Abschließend ein Blick auf einen ganz anderen Bereich, den Bundesfreiwilligendienst. Aus dieser Welt kommt so eine Meldung zu uns: »10.000 neue Jobs im Bundesfreiwilligendienst sollten ehrenamtliche Flüchtlingshelfer entlasten. Bisher ist aber nur ein Bruchteil der Stellen vergeben«, berichtet Nils Wischmeyer in seinem Artikel Neue Freiwilligendienst-Stellen kaum besetzt.  Auch hier geht es vordergründig um nackte Zahlen, hinter denen allerdings höchst komplexe und angesichts des Themenfeldes Flüchtlingshilfe auch überaus relevante Tatbestände stehen. Die Bestandsaufnahme kommt ernüchternd daher:

»Das Ziel der Bundesregierung war klar: die erschöpften, ehrenamtlichen Helfer in der Flüchtlingshilfe entlasten. Dafür wollte das Bundesamt für Familie und zivilgesellschaftliche Aufgaben (Bafza) ab dem 1. Dezember jährlich 10.000 neue Stellen im Bundesfreiwilligendienst schaffen. 50 Millionen Euro will das Bafza bis 2018 jährlich investieren. Doch mehr als drei Monate nach Beginn des Programms ist die Bilanz ernüchternd. Von den 10.000 zusätzlichen Stellen sind Anfang März gerade einmal knapp 1.800 besetzt, davon knapp 330 von Flüchtlingen.«

Dabei hieß es noch Anfang Dezember 2015: „Es gibt einen regelrechten Ansturm auf die Stellen“, so wird der Sprecher des BAFzA, Peter Schloßmacher, zitiert. Die Stellen dürfen nur von Flüchtlingen selbst oder Menschen, die Angebote für Flüchtlinge organisieren, besetzt werden.
Verteilt werden die 10.000 Stellen nach dem sogenannten Königsteiner Schlüssel. Dieser regelt in Deutschland auch die Verteilung der Flüchtlinge auf die Bundesländer. Nach diesem Schlüssel stehen Thüringen knapp 270 neue Stellen zu, Bayern etwa 1.500. Die Streuung zwischen den Bundesländern bei der Umsetzung ist erheblich:

»So waren Mitte Februar bereits 100 der 270 Stellen in Thüringen besetzt.

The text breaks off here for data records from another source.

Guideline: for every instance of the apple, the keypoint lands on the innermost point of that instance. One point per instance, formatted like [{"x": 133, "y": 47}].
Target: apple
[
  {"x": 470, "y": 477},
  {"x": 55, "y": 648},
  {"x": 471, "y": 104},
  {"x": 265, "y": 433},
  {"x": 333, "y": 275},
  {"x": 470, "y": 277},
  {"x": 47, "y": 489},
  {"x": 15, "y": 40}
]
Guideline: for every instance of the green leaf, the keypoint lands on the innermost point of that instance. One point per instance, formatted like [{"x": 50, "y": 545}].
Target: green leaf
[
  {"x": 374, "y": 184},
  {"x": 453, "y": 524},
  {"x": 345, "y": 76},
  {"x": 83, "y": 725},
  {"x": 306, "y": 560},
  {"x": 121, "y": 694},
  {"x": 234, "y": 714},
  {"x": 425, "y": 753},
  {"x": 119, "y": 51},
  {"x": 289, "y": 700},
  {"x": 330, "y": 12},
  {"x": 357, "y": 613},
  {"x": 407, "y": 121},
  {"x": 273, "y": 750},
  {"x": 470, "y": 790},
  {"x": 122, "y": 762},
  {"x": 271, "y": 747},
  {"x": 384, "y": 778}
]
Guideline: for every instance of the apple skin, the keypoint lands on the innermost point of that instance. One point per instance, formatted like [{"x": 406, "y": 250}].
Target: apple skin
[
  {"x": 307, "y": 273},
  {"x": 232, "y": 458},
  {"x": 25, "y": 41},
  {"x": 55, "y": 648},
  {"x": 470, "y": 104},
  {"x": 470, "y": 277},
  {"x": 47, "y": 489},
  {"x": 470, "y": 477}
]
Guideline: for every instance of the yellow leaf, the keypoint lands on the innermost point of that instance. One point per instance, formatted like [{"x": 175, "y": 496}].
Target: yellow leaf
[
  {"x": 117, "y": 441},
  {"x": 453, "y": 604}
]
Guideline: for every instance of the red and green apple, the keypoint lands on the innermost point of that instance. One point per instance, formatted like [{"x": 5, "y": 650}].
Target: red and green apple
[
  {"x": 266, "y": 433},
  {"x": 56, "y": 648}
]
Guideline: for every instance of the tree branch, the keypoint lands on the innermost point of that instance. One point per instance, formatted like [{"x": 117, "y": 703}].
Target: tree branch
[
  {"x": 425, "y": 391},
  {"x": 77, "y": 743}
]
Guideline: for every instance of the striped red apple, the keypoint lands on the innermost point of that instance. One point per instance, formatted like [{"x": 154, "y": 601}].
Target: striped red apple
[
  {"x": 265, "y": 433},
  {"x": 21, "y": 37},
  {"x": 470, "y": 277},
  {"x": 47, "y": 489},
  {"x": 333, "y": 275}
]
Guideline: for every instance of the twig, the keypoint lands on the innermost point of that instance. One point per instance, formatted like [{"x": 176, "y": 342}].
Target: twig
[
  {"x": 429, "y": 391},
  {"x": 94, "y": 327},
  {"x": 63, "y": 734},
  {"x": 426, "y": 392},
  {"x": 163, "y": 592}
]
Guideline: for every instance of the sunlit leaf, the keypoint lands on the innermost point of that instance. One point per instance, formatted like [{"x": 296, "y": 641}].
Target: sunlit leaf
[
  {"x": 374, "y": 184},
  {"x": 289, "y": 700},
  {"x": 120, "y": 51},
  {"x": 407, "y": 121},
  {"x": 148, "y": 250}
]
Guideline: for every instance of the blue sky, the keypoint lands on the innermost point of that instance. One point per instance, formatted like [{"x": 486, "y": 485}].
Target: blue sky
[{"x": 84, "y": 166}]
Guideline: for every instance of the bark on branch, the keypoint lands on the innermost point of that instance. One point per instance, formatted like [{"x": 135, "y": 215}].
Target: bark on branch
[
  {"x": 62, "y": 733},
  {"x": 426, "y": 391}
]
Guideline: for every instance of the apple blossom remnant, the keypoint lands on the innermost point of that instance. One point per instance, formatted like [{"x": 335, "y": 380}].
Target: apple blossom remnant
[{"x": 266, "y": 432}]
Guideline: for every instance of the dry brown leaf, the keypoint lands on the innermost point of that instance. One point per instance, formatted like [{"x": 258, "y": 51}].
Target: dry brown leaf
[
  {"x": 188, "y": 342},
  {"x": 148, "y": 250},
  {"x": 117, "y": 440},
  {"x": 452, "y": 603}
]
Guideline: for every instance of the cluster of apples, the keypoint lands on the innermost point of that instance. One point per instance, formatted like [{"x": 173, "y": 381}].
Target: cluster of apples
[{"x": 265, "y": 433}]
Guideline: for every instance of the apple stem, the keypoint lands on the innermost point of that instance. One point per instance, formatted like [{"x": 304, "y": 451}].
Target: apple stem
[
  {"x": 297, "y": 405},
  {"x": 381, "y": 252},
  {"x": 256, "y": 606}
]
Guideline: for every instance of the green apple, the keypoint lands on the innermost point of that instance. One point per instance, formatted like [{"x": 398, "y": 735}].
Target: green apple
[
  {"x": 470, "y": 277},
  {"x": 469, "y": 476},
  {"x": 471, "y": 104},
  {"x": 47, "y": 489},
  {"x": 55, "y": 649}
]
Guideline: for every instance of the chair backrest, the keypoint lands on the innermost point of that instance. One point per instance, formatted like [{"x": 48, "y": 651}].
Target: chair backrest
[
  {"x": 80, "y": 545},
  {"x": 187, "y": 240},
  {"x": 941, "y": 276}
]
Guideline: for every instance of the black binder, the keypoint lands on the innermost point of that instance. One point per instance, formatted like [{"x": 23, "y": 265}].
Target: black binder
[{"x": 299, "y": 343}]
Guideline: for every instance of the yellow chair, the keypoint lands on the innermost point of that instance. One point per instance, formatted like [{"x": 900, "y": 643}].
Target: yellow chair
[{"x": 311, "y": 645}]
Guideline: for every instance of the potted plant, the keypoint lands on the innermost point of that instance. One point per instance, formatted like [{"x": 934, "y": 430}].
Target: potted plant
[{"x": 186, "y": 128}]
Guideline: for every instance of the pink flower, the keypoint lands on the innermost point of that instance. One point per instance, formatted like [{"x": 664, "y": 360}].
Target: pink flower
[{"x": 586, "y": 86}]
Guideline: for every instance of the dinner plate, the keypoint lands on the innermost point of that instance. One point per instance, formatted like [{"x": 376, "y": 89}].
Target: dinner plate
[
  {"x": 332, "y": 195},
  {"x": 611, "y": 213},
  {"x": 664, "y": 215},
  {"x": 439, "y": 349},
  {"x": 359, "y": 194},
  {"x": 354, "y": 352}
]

Das entspricht knapp 40 Prozent. In den westlichen Bundesländern ist der Anteil an vergebenen Jobs wesentlich geringer: Das Bundesland Bayern hatte Mitte Februar gerad einmal 80 der angedachten 1.500 Stellen und damit 5,3 Prozent vergeben.«

Vor dem Hintergrund der besonderen Konzeption, bei diesen Stellen vor allem Flüchtlinge selbst zu beschäftigen, sind diese Befunde mehr als ernüchternd:

»Nur drei Prozent der Stellen – knapp 330 – wurden von Flüchtlingen besetzt.«

Wie kann das sein? Es gibt doch genügend Flüchtlinge, sollte man meinen. Warum dann nur so ein überschaubares Ergebnis?

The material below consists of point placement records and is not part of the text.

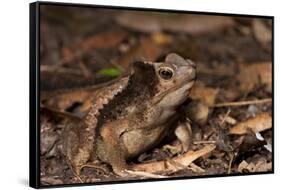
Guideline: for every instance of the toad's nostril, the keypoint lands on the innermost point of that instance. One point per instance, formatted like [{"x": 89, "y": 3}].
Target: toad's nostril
[{"x": 191, "y": 63}]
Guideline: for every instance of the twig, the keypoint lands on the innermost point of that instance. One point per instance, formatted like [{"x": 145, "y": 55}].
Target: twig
[
  {"x": 145, "y": 174},
  {"x": 225, "y": 116},
  {"x": 204, "y": 142},
  {"x": 242, "y": 103},
  {"x": 230, "y": 163}
]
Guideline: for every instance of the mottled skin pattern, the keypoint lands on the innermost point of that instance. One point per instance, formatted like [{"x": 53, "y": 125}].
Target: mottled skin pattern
[{"x": 132, "y": 115}]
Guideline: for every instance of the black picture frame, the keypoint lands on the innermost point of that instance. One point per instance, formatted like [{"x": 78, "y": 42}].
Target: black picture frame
[{"x": 34, "y": 95}]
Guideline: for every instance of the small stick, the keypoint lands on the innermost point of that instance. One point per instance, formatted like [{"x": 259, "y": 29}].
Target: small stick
[
  {"x": 242, "y": 103},
  {"x": 204, "y": 142},
  {"x": 230, "y": 163},
  {"x": 145, "y": 174}
]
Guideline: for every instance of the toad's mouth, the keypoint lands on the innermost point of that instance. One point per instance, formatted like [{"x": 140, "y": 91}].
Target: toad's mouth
[{"x": 185, "y": 86}]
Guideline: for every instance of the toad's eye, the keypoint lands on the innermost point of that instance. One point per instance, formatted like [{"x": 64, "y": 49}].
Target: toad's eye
[{"x": 166, "y": 73}]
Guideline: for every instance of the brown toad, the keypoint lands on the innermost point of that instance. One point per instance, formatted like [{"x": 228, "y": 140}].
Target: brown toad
[{"x": 132, "y": 115}]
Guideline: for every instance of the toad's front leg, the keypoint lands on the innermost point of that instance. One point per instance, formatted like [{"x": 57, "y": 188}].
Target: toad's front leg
[
  {"x": 110, "y": 148},
  {"x": 184, "y": 134}
]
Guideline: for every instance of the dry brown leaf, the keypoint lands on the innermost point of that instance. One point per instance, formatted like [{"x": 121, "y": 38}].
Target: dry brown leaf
[
  {"x": 198, "y": 112},
  {"x": 252, "y": 75},
  {"x": 103, "y": 40},
  {"x": 206, "y": 95},
  {"x": 261, "y": 31},
  {"x": 257, "y": 124},
  {"x": 170, "y": 166},
  {"x": 194, "y": 25},
  {"x": 197, "y": 25},
  {"x": 147, "y": 50},
  {"x": 260, "y": 166},
  {"x": 161, "y": 38}
]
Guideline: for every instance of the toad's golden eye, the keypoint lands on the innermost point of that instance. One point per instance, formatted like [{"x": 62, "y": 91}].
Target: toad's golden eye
[{"x": 166, "y": 73}]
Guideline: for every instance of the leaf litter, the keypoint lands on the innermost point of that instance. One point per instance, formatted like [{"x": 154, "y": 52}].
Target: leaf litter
[{"x": 230, "y": 107}]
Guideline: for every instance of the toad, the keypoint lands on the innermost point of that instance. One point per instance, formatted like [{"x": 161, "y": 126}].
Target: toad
[{"x": 132, "y": 115}]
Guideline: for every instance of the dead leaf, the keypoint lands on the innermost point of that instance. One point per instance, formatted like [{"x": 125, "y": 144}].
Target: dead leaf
[
  {"x": 103, "y": 40},
  {"x": 197, "y": 25},
  {"x": 252, "y": 75},
  {"x": 194, "y": 25},
  {"x": 161, "y": 38},
  {"x": 205, "y": 94},
  {"x": 262, "y": 33},
  {"x": 257, "y": 124},
  {"x": 170, "y": 166},
  {"x": 147, "y": 50},
  {"x": 198, "y": 112},
  {"x": 260, "y": 166}
]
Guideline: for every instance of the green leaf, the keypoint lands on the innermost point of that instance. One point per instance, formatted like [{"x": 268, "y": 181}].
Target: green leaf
[{"x": 112, "y": 72}]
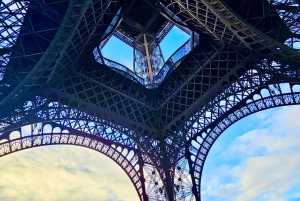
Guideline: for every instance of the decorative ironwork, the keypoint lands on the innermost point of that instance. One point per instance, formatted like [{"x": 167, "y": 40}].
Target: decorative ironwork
[{"x": 230, "y": 68}]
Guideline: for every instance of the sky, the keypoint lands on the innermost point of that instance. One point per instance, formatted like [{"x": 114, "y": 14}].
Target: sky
[
  {"x": 256, "y": 159},
  {"x": 169, "y": 45}
]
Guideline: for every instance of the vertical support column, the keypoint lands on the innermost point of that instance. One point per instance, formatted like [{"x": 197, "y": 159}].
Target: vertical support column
[
  {"x": 148, "y": 58},
  {"x": 142, "y": 177}
]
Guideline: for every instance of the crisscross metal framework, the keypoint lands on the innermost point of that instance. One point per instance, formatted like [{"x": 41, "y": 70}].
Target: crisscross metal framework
[{"x": 160, "y": 137}]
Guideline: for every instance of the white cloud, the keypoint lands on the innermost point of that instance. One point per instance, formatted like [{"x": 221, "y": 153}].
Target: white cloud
[
  {"x": 63, "y": 173},
  {"x": 266, "y": 161}
]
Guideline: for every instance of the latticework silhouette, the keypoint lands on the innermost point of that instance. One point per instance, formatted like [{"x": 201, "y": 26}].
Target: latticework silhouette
[{"x": 158, "y": 129}]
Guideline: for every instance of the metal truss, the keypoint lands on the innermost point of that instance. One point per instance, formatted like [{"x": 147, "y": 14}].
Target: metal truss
[{"x": 159, "y": 136}]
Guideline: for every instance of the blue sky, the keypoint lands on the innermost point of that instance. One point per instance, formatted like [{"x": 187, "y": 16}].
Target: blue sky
[
  {"x": 169, "y": 45},
  {"x": 256, "y": 159}
]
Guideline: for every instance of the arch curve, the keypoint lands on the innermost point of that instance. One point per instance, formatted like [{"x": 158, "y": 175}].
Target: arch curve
[
  {"x": 129, "y": 161},
  {"x": 235, "y": 115}
]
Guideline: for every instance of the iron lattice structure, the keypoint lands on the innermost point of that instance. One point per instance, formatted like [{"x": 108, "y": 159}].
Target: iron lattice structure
[{"x": 248, "y": 53}]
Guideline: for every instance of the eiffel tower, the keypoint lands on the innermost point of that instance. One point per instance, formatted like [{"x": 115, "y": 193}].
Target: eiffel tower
[{"x": 159, "y": 120}]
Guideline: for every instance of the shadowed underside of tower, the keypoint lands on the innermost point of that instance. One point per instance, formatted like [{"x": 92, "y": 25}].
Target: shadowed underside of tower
[{"x": 157, "y": 123}]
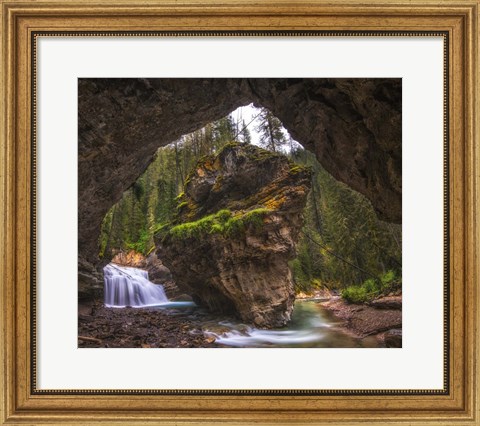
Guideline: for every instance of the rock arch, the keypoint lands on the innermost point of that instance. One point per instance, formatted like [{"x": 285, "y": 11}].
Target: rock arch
[{"x": 352, "y": 125}]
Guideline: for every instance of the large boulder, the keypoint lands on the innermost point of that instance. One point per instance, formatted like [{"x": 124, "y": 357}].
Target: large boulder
[
  {"x": 238, "y": 224},
  {"x": 353, "y": 126}
]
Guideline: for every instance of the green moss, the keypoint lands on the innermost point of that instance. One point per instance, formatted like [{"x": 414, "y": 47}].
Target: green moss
[
  {"x": 372, "y": 288},
  {"x": 182, "y": 205},
  {"x": 223, "y": 222}
]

»Der Grund dafür sei ein einfacher: bürokratische Hürden. Als schwerwiegendstes Problem sehen die Johanniter die Notwendigkeit eines gesicherten Aufenthaltstitels. Denn wollen Flüchtlinge einen Bundesfreiwilligendienst antreten, müssen sie bereits als Flüchtlinge anerkannt sein. Migranten, die bisher nur geduldet oder noch im Asylverfahren sind, werden von den Stellen ausgeschlossen. Doch viele Geduldete würden über Jahre in Deutschland bleiben und sich gerne engagieren, sagt ein Sprecher der AWO.«

Hinzu kommen weitere bürokratische Hemmnisse: »Eine Schulleiterin aus Berlin, die ihren Namen nicht in der Zeitung lesen will, berichtet, dass sie gerne einen Flüchtling engagieren würden. Doch der bräuchte dafür ein erweitertes Führungszeugnis. Bis er das hat, würden aber noch Monate vergehen. Bis dahin müsse man nun warten.«

Und natürlich – wieder einmal das Geld, denn für den Bundesfreilligendienst wird zurzeit ein sogenanntes Taschengeld von maximal 372 Euro gezahlt, das bei den Flüchtlingen aber mit den sonstigen Sozialhilfen verrechnet wird.

Man könnte aber neben aller berechtigten Kritik an den Regelungsvorgaben für diejenigen, die solche Programme (neben vielen anderen) umsetzen müssen, auch darauf hinweisen, dass das schlichtweg Zeit braucht, damit das ins Rollen kommt.

Wenn man die nicht hat, dann sollte man die Finger lassen von den vielgestaltigen Sonderprogrammen, Modellvorhaben und Einzelprojekten, sondern denen, die an der sozialpolitischen Front arbeiten, ein sehr flaches Regelwerk sowie ein an möglichst wenig Auflagen gebundenes Budget zur Verfügung stellen. Man könnte sich vorstellen, dass die in 95 Prozent der Fälle sehr gut und genau mit den Freiheitsgraden arbeiten können.